Supermarket car parks have a lot to answer for
Luckily, fixing scratches and scrapes is something you can do at home with the right tools and knowledge. Thanks to our friends at Halfords, we’ve put together this quick guide to repairing your bodywork at home. Or, if you prefer, you can check out the video guide below.
Firstly, why bother repairing it?
It’s tempting to leave scratches and dents to fester, with the mindset that it’ll only happen again. That might be true, sadly, but scratched paintwork can accelerate corrosion of body panels, which will end up requiring a more costly professional repair later on in your car’s life. So it’s best to sort scratches as soon as possible.
Can you T-Cut it?
Before we break out the spray cans, it’s worth trying to remove any scratches with our old internet-meme favourite, T-Cut. “That’ll T-Cut out” is a phrase usually found under a photo of a mangled race car after a huge crash, but you’ll be surprised how many superficial scratches can be fixed with our favourite cutting polish. If T-Cut doesn’t fix the job, you’ll need to prepare for a spot of DIY painting. Here’s how.
Prep for painting
You’re not going to get a decent paint finish if you don’t put in the hard yards on the prep side of things. First, clean your car thoroughly, then get your car to as dry and clear a location as possible before starting work.

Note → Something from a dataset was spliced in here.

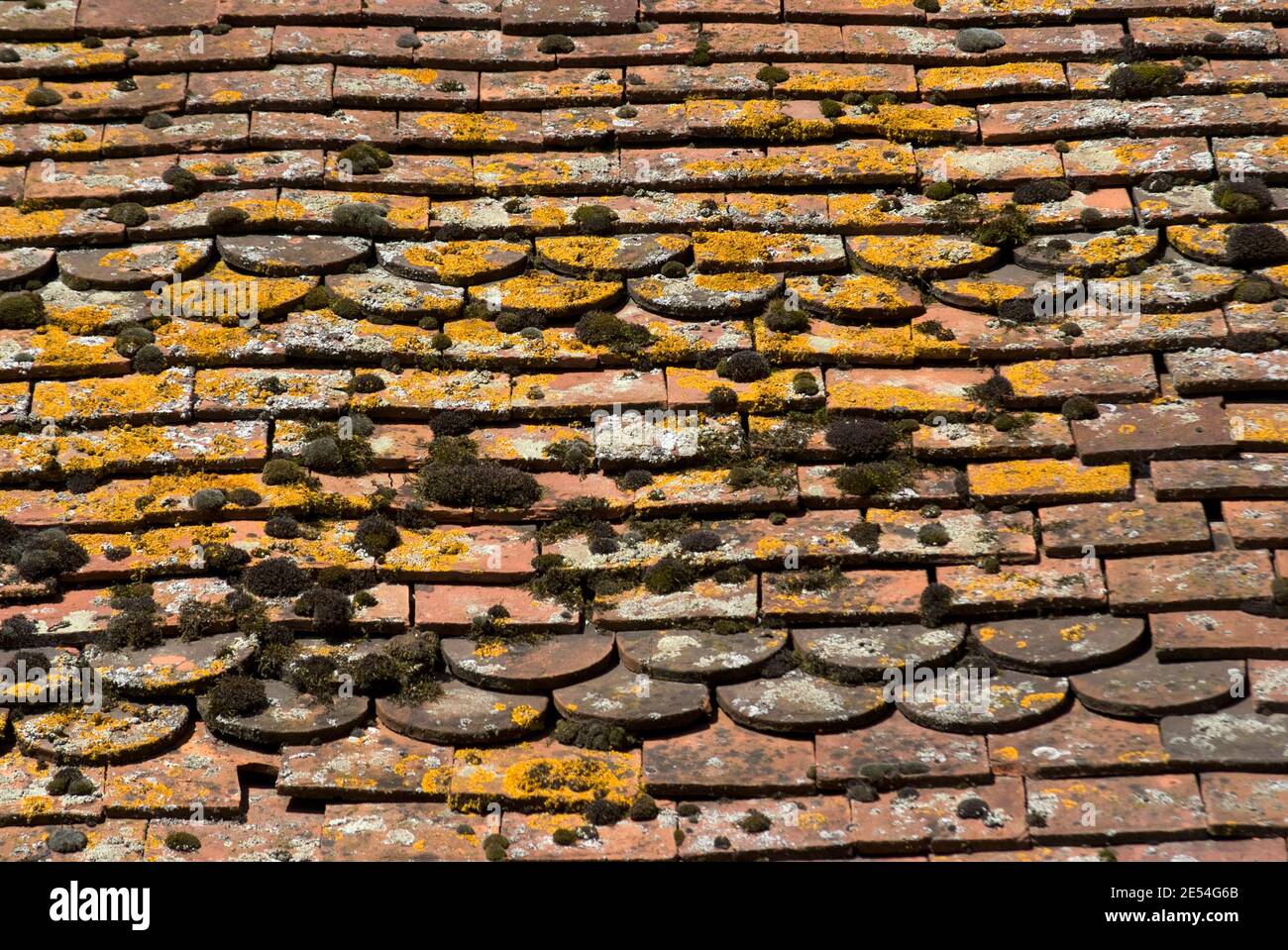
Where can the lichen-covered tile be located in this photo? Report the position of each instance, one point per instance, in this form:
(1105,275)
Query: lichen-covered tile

Don’t bother doing it on a windy day on your driveway – you don’t want sticks, leaves and the neighbour’s tabby stuck to your fresh paintwork.
Take time masking off any areas you don't want to paint – it's better to do that than spend ages clearing up overspray
Next you want to lay out everything you need so you don’t have to nip into the garage halfway through to find something. Also, you should be wearing PPE such as gloves, a dust mask and coveralls or clothes you don’t mind ruining.
With that done, use a coarse sandpaper (about 80 grit should do the trick) to remove the paint around the scratch. Be gentle and work in a methodical way to take the area back to bare metal. If your scratch is only light then you can use a finer grit to preserve the metalwork.
If you have a dent, now’s the time to use filler to reshape the panel and smooth things out. Take some time to envision how you’re going to apply it – you only have a short amount of time to work the filler onto the panel before it begins to set.
Let each coat of primer dry before building it up with further layers
With the panel stripped back and reshaped, now’s the time to prime the panel to accept your new paint (you can’t just paint directly onto the metal). Find a primer that roughly matches your car’s colour – red, white and black primers exist, as does grey. Apply two or three coats of primer, leaving each to cure for an hour before applying the next coat. If you need to work more quickly, buy an etch primer – these create a chemical bond with the bare metal, thus curing more quickly than regular primers.
Paint it black (or red, or yellow, or…)
Firstly, make sure you’re using the right colour paint… sounds obvious, but it’s tricker than you think. Luckily Halfords stocks spray cans for 73% of current production cars, and there’s a paint-mixing service on offer if you’re in the remaining 27% – just tell Halfords the paint code for your car (this can usually be found on the VIN plate, under the bonnet or in the driver’s side door frame). They’ll sort you a spray can with the right colour within 24 hours.
Again, multiple thin layers will give a better result than one thick gloopy layer that takes ages to dry
Now it’s time to spray. Gradually build up layers of the paint. It’s best to spray on several light coats of paint rather than going mad with one heavy coat that’ll take forever to set and potentially run. You’ll want to do a minimum of two layers, and leave at least 10 minutes between coats.
Once you’ve sprayed over your scratch you’ll need to cover your new paintwork with a clear lacquer. Again, two or three light coats should do the trick, and once it’s set you’ll have glossy protected paintwork again. Now you can remove the tape – but leave your paint for 48 hours for the paint and lacquer to properly cure and harden.